Nasib Bangsa ini adalah nasib dari potret para penghuninya sendiri. Kita adalah penghuninya dan Saya bukan perempuan, bukan pula guru yang terdaftar memiliki NUPTK, namun karena perempuan adalah Ibu saya, Anak Saya, Nenek Saya, Guru-guru saya maka semoga suatu saat nanti bisa lahir perempuan yang sadar untuk saling membina, bukan saling menghina.
Perempuan yang menyadari bahwa keindahan tubuh kaumnnya membuat Internet Pornography Statistic, menempatkan Indonesia mulanya ada pada peringkat ketujuh dunia sebagai negara pengakses pornoografi terbesar. Kondisi ini kemudian terus meningkat menjadi peringkat kelima pada tahun 2007 dan pada akhirnya meraih peringkat ketiga pada tahun 2009, entah lah tahun ini?.

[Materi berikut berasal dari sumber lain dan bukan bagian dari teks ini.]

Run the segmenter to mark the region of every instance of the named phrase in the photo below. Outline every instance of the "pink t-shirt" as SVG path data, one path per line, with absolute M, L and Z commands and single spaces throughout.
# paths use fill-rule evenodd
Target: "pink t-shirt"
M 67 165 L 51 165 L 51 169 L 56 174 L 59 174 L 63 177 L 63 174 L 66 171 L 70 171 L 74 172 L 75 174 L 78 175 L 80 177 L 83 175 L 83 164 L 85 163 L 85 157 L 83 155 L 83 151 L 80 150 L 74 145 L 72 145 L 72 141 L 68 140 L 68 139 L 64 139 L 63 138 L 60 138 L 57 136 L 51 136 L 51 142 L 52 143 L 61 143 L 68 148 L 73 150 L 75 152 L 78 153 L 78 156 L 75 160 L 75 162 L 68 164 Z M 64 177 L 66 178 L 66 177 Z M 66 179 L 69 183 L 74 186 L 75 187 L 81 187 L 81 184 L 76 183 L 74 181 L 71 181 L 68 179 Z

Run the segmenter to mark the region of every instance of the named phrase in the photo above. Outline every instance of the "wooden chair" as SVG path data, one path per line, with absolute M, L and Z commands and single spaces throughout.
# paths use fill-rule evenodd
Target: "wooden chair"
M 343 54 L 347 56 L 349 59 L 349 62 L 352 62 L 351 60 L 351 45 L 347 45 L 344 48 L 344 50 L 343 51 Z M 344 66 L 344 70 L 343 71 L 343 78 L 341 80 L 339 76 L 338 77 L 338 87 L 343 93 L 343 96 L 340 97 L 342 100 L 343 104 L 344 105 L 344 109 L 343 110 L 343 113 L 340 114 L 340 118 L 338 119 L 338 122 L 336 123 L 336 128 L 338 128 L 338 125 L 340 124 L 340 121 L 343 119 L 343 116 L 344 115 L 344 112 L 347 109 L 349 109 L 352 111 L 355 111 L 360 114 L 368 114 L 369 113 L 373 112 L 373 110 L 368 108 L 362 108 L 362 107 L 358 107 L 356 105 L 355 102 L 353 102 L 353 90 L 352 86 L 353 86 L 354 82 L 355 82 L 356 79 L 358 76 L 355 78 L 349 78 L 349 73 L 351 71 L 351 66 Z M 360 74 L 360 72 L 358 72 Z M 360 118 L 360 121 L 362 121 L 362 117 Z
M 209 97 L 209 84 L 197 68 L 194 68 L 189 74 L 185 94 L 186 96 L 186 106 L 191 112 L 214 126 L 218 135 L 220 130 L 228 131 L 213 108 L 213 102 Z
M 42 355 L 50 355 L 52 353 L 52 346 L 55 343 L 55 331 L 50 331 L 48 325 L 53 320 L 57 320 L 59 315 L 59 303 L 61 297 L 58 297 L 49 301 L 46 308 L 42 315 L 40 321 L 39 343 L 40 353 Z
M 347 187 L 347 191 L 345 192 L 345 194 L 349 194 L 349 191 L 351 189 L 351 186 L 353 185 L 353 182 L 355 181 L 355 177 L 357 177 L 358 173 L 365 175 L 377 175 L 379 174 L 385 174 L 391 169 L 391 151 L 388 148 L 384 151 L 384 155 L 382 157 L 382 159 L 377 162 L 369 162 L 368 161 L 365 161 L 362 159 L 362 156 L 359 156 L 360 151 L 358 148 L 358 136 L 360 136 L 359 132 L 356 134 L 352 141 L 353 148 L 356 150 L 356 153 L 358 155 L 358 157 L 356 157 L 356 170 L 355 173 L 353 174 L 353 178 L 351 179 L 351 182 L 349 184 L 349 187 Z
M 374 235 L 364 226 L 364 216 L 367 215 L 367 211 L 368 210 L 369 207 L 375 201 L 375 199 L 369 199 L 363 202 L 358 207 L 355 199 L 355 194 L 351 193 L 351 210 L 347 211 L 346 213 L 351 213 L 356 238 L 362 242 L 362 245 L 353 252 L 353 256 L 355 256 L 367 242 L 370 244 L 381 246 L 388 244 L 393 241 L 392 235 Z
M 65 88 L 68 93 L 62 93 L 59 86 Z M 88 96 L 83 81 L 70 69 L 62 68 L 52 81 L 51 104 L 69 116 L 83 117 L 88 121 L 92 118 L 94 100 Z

Siswiku, izinkan Saya memanggil demikian, meskipun Saya bukan mengisi raportmu, bukan mengisi jadwal mata pelajaranmu yang banyak meninggalkan pendidikan karakter, skill dan hanya sebatas mengisi tuntutan kurikulum, tugas dan apapun namanya. Cobalah mandiri mengembangkan diri, meskipun keapatisan bernyanyi di sekelilingmu.